Arts and Science Online Featured in the Queen's Alumni Review

Queen’s, for many years a world leader in “correspondence courses,” is blazing new trails in the fast-growing world of online degree programming.

For most of his adult life, Brian Woodman worked as an automotive technician in Kingston. Although he wanted a ­university degree, he’d never had the time to earn one. That changed in 2001, when – inspired by his mother, a lifelong homemaker who earned her high-school diploma as an adult – he enrolled in a Queen’s online course in English Literature.

Last November, after a decade of plugging away at his course readings and assignments at nights and on weekends, Woodman finally graduated from Queen’s at the age of 47. His mother, who’d recently been diagnosed with cancer, was at his convocation to watch her son receive his degree. Woodman is now training at the Faculty of Education to be a teacher.
Online learning artwork

Brian Woodman, Artsci’12, is just one of thousands of students who have changed their lives through Queen’s Continuing and Distance Studies (CDS), which has been a part of the University in one form or another since 1888. Until recent years, that has been in the form of paper-based correspondence, or “extension,” courses. Over the past decade Queen’s has taken much of this curriculum online.
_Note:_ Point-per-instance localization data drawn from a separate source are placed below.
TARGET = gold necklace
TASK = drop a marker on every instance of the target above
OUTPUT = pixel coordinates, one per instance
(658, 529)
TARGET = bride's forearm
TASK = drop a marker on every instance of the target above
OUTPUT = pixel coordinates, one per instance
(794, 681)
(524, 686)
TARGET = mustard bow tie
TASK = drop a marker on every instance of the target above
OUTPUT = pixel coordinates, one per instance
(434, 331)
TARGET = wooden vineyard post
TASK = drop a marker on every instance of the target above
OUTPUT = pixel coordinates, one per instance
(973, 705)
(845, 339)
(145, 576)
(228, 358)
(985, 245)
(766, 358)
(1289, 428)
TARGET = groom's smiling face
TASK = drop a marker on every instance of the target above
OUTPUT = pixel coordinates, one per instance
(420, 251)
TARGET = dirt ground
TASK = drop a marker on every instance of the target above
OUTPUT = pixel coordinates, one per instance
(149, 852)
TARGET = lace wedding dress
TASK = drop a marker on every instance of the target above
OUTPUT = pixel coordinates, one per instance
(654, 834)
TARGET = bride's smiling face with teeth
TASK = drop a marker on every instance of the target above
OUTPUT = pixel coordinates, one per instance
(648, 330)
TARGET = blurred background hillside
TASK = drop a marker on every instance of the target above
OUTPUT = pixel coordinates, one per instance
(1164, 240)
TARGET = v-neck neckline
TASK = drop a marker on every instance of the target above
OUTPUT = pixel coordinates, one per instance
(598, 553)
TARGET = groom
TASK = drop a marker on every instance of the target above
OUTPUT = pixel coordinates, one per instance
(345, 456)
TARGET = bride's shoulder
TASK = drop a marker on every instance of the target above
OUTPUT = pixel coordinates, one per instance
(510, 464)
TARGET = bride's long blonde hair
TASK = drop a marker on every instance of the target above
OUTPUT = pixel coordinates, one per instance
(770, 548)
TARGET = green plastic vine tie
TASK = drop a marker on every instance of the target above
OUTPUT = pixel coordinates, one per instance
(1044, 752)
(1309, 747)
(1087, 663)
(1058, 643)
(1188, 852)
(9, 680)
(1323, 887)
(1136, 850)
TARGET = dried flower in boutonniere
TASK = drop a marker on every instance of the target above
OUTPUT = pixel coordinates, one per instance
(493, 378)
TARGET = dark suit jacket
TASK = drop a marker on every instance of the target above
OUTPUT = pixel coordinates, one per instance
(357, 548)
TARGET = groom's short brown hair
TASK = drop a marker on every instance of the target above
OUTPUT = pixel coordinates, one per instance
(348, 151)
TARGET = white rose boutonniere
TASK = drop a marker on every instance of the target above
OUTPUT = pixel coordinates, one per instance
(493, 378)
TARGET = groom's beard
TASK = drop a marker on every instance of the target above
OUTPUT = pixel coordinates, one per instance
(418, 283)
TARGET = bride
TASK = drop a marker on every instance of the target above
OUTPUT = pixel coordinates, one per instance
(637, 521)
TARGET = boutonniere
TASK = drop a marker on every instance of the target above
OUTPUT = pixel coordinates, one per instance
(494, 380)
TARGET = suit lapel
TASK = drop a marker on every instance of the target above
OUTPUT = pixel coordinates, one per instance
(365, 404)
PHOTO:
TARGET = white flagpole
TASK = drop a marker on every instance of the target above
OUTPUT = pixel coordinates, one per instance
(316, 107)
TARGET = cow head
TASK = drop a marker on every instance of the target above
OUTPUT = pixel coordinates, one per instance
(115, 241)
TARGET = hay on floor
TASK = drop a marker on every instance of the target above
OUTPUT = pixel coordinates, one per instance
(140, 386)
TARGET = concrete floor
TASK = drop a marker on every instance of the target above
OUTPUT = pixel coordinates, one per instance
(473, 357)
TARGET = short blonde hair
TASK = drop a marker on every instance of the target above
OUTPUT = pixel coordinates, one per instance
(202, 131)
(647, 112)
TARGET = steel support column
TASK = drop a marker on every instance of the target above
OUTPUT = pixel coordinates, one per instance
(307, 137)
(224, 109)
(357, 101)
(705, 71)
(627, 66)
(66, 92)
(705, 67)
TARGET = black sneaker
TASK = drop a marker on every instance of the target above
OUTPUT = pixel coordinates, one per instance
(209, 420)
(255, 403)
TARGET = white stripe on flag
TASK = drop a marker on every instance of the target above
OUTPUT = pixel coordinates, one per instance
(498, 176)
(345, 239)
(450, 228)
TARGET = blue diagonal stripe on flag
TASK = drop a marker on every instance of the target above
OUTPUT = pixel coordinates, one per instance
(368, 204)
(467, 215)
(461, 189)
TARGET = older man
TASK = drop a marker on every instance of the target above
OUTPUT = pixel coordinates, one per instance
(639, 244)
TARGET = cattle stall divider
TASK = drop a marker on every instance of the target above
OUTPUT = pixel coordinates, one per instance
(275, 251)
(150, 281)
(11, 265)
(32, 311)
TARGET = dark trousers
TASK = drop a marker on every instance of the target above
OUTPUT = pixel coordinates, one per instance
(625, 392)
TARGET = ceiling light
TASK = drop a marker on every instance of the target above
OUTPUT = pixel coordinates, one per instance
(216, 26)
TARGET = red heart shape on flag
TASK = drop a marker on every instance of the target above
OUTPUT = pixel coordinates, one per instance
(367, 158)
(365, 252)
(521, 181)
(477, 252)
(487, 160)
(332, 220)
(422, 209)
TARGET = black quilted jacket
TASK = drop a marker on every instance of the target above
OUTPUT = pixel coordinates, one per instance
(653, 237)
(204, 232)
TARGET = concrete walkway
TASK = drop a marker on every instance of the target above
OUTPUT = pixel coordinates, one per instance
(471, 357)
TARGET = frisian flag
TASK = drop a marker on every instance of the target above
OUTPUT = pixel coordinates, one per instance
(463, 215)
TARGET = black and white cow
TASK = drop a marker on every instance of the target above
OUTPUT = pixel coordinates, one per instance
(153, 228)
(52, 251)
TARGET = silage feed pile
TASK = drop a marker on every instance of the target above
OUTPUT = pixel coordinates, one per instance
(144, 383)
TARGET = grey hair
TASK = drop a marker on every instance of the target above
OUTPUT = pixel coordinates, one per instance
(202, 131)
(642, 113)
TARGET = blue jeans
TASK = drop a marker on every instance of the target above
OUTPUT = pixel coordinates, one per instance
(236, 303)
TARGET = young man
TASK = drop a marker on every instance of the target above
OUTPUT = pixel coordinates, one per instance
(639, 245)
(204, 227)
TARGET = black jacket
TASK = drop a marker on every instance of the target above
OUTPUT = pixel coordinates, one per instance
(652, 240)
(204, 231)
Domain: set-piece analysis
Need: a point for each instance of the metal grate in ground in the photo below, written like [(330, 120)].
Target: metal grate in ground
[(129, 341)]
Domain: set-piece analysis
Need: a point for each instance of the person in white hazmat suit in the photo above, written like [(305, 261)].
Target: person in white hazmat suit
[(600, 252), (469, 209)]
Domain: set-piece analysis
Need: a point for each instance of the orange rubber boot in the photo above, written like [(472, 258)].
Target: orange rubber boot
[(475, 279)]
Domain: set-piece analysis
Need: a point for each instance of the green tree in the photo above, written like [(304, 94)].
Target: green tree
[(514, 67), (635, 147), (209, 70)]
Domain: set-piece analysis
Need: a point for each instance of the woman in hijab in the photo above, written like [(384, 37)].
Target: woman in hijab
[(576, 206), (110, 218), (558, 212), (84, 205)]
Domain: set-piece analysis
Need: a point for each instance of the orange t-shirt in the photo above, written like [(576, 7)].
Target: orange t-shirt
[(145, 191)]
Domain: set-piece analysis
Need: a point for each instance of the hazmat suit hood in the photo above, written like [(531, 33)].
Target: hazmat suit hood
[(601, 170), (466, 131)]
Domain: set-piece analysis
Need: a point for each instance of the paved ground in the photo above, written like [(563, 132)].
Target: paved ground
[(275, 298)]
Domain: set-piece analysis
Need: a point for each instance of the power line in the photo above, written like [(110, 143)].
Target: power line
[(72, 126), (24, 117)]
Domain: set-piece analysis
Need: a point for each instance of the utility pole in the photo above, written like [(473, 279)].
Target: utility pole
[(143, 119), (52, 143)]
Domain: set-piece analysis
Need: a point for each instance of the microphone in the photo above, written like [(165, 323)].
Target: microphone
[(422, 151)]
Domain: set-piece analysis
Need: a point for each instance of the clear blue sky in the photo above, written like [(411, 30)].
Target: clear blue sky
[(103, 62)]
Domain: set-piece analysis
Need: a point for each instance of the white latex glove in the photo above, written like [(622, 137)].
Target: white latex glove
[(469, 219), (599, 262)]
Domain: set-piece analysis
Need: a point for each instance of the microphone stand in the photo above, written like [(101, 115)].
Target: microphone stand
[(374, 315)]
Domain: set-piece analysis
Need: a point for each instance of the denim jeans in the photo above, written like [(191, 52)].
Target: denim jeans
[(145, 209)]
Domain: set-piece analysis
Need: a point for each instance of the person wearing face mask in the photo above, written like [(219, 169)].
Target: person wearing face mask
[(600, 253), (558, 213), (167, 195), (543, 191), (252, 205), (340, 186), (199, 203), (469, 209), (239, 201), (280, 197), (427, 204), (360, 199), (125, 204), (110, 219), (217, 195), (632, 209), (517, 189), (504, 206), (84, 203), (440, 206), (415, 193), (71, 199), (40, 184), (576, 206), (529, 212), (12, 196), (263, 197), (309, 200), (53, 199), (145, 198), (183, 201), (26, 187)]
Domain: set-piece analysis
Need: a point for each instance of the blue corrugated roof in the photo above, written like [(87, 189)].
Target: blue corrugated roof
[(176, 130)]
Today, the University’s online courses – including ones in English literature, history, classical studies, drama, organic chemistry, anatomy, music, psychology, sociology, calculus, biology, and film studies – harness a full range of digital technologies to provide live tutorials, online seminars (“webinars”) and other interactive tools that enable students to communicate with their professors and teaching assistants, and with each other, in real time or whenever it suits them.

Plans are afoot to add many more new courses to the 60 or so that are now being offered.

“Advances in technology and knowledge about online learning allow us to offer programs with the kind of academic quality that Queen’s is known for,” says Brenda Ravenscroft, the Associate Dean (Studies) of the Faculty of Arts and Science. “Through online extension, we can reach out to some of those populations that Queen’s has served for more than a century.”